Das Wochenende haben wir in Hamburg verbracht. Wenn es auch nur wenige Stunden entfernt ist so gestaltet sich eine Autofahrt mit einer zwei jährigen doch als durchaus anspruchsvoll. Mein Plan: Freitag Nachmittag noch zum schwimmen und direkt dort den Schlafanzug an und dann nach Hamburg. Abendessen im Auto. Soweit die Theorie. Es klappt alles bis zum schwimmen und umziehen. Gegen 18.45h sitzen wir im Auto. Sie hinten mit einem Brötchen und ich konzentriert auf die Straße blickend. Das Brötchen fliegt mir hälftig um die Ohren. Reizend. Nächste Hälfte die ich nach hinten reiche – das Kind muss ja essen. 19.30h wir singen Kinderlieder. Mal wieder. Mit CD. 19.45h wir singen dank Bluetooth und youtube Kinderlieder die ich auch kenne. 19.55h Highlight: der Kuckuck und der Esel – mein Hut der hat drei ecken. Das „spielen“ wir. Ich einhändig fahrend sie konzentriert auf Hut, Drei, Ecke machend. 20.10h wir singen immernoch – ich frage mich langsam warum ich müde bin und sie nicht. Eine halbe Stunde später, es regnet und hagelt in Strömen (warum auch nicht, wir haben schließlich Mai), schläft sie ein. Und ich weiß jetzt schon – die Nacht wird anstrengend. Als wir das Hotel am Michel erreichen hat es mit dem Regen nicht aufgehört. Ich parke direkt am Eingang, schnappe mir das Kind inkl. Bademantel und gehe zur Rezeption. Nach der Anmeldung bin ich „der Gast ist König“ dreist und lasse Kind und Puppe hinter der Rezeption. Ich hole die Koffer – wüsste auch so schnell keine Alternative. Drinnen nass und beladen für 3 Wochen statt drei Tage, höre ich Madame quatschen und die Damen am Schalter unterhalten sich mit der Puppe. Ich wieder raus, Parkplatz suchen (ist in Hamburg ja meeeeega einfach) und wieder zurück. Ich bin nass. Das Kind, die Puppe (nebst Puppenwagen), das Gepäck und ich schaffen den Weg ins Zimmer. Das Kinderbett wird genau 3 Minuten benutzt dann liegen wir beide im großen Bett und schlafen. Wo sind die Zeiten da man abends noch nen Film geguckt hat????

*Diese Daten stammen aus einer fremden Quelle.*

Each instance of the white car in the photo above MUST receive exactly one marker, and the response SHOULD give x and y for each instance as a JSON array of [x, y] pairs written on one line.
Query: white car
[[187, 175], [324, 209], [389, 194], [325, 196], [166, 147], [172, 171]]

Ansonsten zeigt sich unsere tochter ekelhaft vorbildlich an diesem Wochenende. Beim einkaufen staunt sie angemessen über das Essen, beim Geburtstagsgrillen spielt sie mit allen Kindern, unterhält selbst die Kinder-müden erwachsenen und futtert ohne meckern (hat sie nicht von mir). Die zwei Minute. Schockstarre als sie nicht zu finden ist (die Michel Wiese ist belebt wie nix) lösen sich mit einer Schaukel in der Nähe auf und wir sind wieder absolut konzentriert sie im Blick zu behalten. Zur allgemeinen Belustigung lernt sie : wie macht die Lady? Dabei muss sie eine Hand an die Stirn halten, den Kopf leicht nach hinten und oHHHHHH sagen. Ist seither ein Dauerbrennner. Die Nacht beginnt bei mir ebenfalls um 23h. Sie hat bis 21.30h draußen gefeiert und fordert nach einem Stündchen alleine schlafen die Anwesenheit eines Elternteils. Ich schlafe ja gerne früh und während nebenan noch getrunken wird, liegen wir im Bett und träumen vom Tag. 

Die Rückfahrt – man lernt ja dazu – wird zur Abendschlafzeit erneut probiert nachdem wir den Tag mit spazieren, schaukeln und essen verbracht haben. Diesmal klappt es vorbildlich und auch zu Hause lässt sie sich von uns wieder gut hinlegen. Juhuuuu endlich wieder schlafen.